Along with a group of awakened human steampunk rebels, including the woman Trinity, and the leader, Morpheus, Neo battles machine enforcers across layers of reality, trying to rescue the human race from total subjugation.

The monolithic success of The Matrix franchise and its progeny has many allures – it’s a mind game that aficionados  can watch again and again.  It’s a Zen parable for those of us caught up in the waking dream of consumer society.  And the cascade of meanings are rendered even more resonant by the fact that since the both the Wachowski siblings have lived the transformational dream — both transitioning from male to female.

Vudu YouTube iTunes Amazon Google Play

 

 

 

Open Your Eyes
OPEN YOUR EYES (1997)

We’re painfully aware that this list is short on female heros – at one point we thought of going down a very different with much more female driven list — Breakfast at Tiffany’s, My Fair Lady, Persona; but somehow the POV wasn’t quite jelling.

So at least Alejandro Amenabar’s mindbending Spanish language parable has pivotal female characters and crazy karmic kickback for its male protagonist.

The film starts with a series of layered frames – a young man awakes to a voice saying “Open your eyes…”, he wakes a second time with a woman in bed, and finally he finds himself in a Madrid  prison cell, talking to a psychiatrist.

Finally, (like Complete Unknown) the narrative anchors itself in flashback to a birthday party.  A handsome young playboy (Eduardo Noriega) wants to dump his current lay, and is attracted to a friend’s date (Penelope Cruz).  In layers of circular storytelling he lives through a horrible accident that destroys his precious face, he sleeps with the friend’s date, and he may or may not murder the woman he wants to be rid of.  But to complicate matters, much of  what he experiences may be artificial, implanted as he languishes in the laboratories of a suspended animation company.

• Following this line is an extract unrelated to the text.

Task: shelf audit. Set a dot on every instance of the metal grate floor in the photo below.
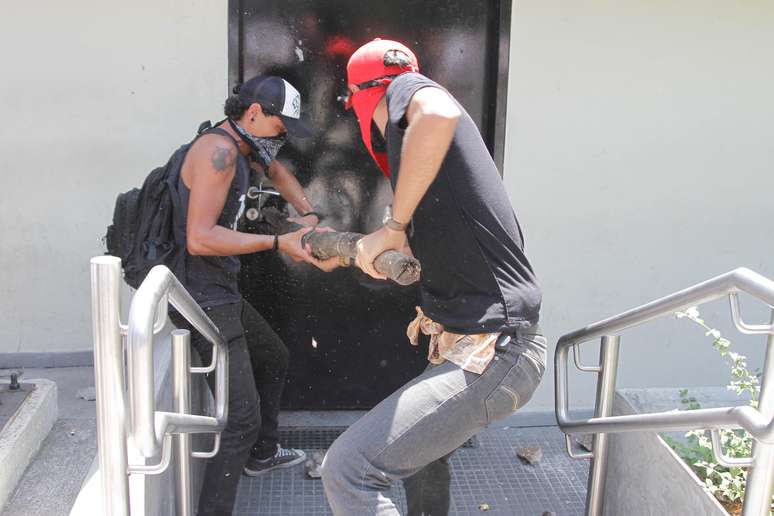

If this all sounds familiar, it may be because the Cameron Crowe/Tom Cruise collaboration, Vanilla Sky, was a close remake – even down to casting Penelope Cruise as the second woman.

We like the Spanish original better.  Another throughline — it was a young Amenabar’s second film and it bought him a ticket to them mainstream.   He went on to make the clever and spooky The Others starring Nicole Kidman, and Spanish language Oscar winner The Sea Within.